May 13
Bl. Julian of Norwich

It was popular the 14th century for a number of English men and women to withdraw from the world as hermits, they were known as anchorites. Their hermitage, was a small room attached to a local church. Each room had two windows. One through the church wall permitting the anchorite to receive communion. Through the second window, the anchorite received food brought to him or her by village people. Thus they at all times had the window of their heart open to Christ, and open to the world. 
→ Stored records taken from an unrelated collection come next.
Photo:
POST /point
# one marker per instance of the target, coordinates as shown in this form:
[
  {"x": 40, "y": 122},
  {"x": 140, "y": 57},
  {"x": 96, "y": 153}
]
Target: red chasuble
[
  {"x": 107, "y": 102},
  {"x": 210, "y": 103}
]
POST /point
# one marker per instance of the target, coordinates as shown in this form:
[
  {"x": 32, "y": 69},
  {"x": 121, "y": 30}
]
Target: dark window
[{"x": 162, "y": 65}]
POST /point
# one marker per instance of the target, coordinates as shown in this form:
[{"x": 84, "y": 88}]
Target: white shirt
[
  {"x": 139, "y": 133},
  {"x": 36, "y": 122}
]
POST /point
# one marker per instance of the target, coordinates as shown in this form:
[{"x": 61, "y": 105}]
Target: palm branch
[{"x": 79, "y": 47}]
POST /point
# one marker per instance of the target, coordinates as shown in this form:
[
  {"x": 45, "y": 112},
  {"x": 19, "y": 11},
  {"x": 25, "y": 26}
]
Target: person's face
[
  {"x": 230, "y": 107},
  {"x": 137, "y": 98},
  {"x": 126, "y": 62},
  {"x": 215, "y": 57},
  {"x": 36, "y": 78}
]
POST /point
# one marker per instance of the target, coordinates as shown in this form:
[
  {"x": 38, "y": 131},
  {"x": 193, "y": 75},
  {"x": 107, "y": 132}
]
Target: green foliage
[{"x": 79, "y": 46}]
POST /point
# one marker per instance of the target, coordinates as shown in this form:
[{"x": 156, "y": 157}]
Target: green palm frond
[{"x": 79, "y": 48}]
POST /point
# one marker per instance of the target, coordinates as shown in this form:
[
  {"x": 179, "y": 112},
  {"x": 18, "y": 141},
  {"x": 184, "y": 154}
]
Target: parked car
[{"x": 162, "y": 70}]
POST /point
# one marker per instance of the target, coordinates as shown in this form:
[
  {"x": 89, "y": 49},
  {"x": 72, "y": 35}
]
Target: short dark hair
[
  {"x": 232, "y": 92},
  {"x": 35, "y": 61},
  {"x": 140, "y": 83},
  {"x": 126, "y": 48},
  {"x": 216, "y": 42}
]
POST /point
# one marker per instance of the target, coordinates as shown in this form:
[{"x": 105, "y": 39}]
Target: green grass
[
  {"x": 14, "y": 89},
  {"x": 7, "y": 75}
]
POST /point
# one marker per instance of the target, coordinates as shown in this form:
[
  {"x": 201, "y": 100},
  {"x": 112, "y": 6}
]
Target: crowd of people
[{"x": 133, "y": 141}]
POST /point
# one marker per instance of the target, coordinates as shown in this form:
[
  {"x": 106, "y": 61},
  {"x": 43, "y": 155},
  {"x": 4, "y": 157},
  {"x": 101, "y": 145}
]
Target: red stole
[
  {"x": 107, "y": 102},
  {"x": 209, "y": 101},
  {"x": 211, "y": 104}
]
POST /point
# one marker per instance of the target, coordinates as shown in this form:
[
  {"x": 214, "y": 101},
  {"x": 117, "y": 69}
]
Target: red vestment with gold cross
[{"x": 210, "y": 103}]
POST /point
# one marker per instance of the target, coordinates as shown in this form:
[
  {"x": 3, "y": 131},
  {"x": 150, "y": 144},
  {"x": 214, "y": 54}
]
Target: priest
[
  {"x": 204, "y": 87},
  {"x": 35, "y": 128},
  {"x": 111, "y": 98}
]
As a young woman, Julian, who was born about 1342, became an anchorite at the Church of St. Edmund and St. Julian in Norwich. When she was 30 Julian suffered from a severe illness. Whilst apparently on her deathbed, Julian had a series of intense visions of Jesus Christ, which ended by the time she recovered from her illness on 13 May 1373. Julian wrote about her visions immediately after they had happened (although the text may not have been finished for some years), entitled Revelations of Divine Love. It is believed to be the earliest surviving book written in the English language by a woman. Twenty to thirty years later, perhaps in the early 1390s, Julian began to write a theological exploration of the meaning of the visions, known as The Long Text. This work seems to have gone through many revisions before it was finished, perhaps in the first or even second decade of the fifteenth century. Until her death in about 1420, at the age of 78, Julian stayed in her simple room. Like most anchorites, she prayed, fasted, did penance, studied, sewed clothing for the poor, and advised the village people.


But, like several other anchorites at that time, Julian also wrote a book, Revelations of Divine Love. In it, she described her 16 visions of Jesus. As she wrote this book about God's great compassion for us, Julian developed a special vocabulary. She called the Creator our mother and our father. She called Jesus the Redeemer our brother. Revelations is a celebrated work in Catholicism and Anglicanism because of the clarity and depth of Julian's visions of God. Julian of Norwich is now recognised as one of England's most important mystics.